I have two graphs as follows我有两个图表如下

import networkx as nx

G1, G2 = nx.DiGraph(), nx.DiGraph()
G1.add_edges_from([("s1", "s2"), ("s2", "s3"), ("s3", "s4")]) # G1: 1->2->3->4
G2.add_edges_from([("s1", "s2"), ("s2", "s3"), ("s3", "s7")]) # G2: 1->2->3->7

nx.is_isomorphic(G1, G2)

By definition, we know the above two graphs are isomorphic, so is_isomorphic returns True .根据定义,我们知道上面两个图是同构的,所以is_isomorphic返回True

However, I wish to check structure equality between two graphs, meaning nodes and edges are the same (but weights allow difference).但是,我希望检查两个图之间的结构相等性,这意味着节点和边是相同的(但权重允许不同)。 Since G1 and G2 have different last node, I am looking for the is_isomorphic function returning False .由于G1G2的最后一个节点不同,我正在寻找返回Falseis_isomorphic函数。

Q: Is it possible using is_isomorphic to identify the non-equality? Q:是否可以使用is_isomorphic来识别非等式?

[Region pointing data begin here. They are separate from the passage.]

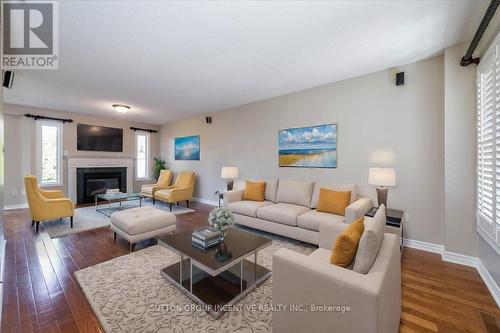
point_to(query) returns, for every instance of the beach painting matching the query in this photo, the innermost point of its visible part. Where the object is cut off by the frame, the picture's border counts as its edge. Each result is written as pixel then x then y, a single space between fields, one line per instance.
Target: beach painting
pixel 308 147
pixel 187 148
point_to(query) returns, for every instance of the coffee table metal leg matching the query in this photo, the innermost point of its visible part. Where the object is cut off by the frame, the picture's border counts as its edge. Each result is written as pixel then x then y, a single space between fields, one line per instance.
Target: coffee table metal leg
pixel 255 265
pixel 180 271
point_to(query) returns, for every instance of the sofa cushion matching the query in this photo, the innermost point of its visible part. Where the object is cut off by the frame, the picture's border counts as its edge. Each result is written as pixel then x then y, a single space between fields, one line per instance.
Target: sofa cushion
pixel 282 213
pixel 318 186
pixel 139 220
pixel 333 202
pixel 147 189
pixel 294 192
pixel 370 242
pixel 346 244
pixel 247 207
pixel 312 219
pixel 271 187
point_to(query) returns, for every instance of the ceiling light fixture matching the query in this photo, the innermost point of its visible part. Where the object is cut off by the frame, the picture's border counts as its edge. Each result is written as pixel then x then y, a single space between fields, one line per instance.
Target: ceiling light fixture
pixel 122 108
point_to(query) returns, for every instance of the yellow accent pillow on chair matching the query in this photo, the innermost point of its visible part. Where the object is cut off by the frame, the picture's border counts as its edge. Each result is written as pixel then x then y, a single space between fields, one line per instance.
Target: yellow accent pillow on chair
pixel 254 191
pixel 346 244
pixel 334 202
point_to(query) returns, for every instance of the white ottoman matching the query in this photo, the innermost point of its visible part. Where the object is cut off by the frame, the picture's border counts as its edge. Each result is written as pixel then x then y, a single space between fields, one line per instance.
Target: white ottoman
pixel 138 224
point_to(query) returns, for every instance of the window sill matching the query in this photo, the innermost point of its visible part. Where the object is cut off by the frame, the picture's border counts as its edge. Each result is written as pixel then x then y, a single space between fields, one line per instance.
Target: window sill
pixel 51 184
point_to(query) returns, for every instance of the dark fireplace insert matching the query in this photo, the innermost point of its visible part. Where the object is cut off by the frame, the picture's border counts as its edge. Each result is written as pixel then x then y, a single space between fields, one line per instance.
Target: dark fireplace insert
pixel 93 181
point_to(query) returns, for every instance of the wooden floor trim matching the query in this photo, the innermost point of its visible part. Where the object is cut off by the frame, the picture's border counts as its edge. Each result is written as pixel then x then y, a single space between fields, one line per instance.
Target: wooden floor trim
pixel 41 293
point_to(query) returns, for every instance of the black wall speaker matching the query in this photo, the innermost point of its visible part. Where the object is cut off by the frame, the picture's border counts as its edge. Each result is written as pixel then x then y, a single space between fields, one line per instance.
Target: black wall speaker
pixel 8 79
pixel 400 78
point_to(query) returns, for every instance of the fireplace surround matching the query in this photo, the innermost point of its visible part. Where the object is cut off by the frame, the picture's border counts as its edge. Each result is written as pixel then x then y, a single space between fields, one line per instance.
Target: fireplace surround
pixel 75 163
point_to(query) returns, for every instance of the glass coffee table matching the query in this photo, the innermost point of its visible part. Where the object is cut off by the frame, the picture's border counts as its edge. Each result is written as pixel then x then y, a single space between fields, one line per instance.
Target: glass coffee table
pixel 116 198
pixel 218 277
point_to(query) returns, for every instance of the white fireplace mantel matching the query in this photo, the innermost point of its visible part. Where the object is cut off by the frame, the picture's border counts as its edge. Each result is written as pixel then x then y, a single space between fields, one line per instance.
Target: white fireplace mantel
pixel 97 162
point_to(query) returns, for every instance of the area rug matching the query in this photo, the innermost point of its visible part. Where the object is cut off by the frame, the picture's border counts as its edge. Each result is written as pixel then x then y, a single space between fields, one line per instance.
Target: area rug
pixel 128 294
pixel 87 218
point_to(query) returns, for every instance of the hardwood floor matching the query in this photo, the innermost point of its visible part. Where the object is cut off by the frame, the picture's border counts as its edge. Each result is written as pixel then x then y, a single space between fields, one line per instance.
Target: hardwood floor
pixel 42 294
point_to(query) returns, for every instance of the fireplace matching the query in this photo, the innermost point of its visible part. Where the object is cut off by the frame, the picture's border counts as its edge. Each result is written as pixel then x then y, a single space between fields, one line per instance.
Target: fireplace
pixel 93 181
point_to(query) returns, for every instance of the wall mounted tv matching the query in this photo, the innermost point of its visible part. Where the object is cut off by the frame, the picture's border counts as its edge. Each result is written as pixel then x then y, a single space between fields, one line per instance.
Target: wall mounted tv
pixel 99 138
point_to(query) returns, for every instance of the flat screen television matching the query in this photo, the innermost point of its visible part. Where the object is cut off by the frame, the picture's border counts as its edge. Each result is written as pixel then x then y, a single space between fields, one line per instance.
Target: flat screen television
pixel 99 138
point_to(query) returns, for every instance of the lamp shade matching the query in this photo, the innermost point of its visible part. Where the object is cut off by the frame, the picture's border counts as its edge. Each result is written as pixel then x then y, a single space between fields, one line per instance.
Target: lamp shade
pixel 230 172
pixel 382 176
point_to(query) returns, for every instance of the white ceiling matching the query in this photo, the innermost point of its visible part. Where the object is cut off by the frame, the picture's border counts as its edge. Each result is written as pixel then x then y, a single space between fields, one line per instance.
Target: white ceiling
pixel 170 60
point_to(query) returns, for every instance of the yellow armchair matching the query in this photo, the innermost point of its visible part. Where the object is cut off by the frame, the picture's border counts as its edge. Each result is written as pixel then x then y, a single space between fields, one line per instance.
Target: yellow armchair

PS I tried to use iso.categorical_node_match or iso.numerical_node_match or iso.numerical_edge_match as plug-in parameter in is_isomorphic :附言我试图在is_isomorphic中使用iso.categorical_node_matchiso.numerical_node_matchiso.numerical_edge_match作为插件参数:

  1. network: numerical_edge_match 网络:numerical_edge_match
  2. networkx: is_isomorphic networkx: is_isomorphic

But I am still not sure how to call these iso function correctly in node_match or edge_match.但我仍然不确定如何在 node_match 或 edge_match 中正确调用这些iso函数。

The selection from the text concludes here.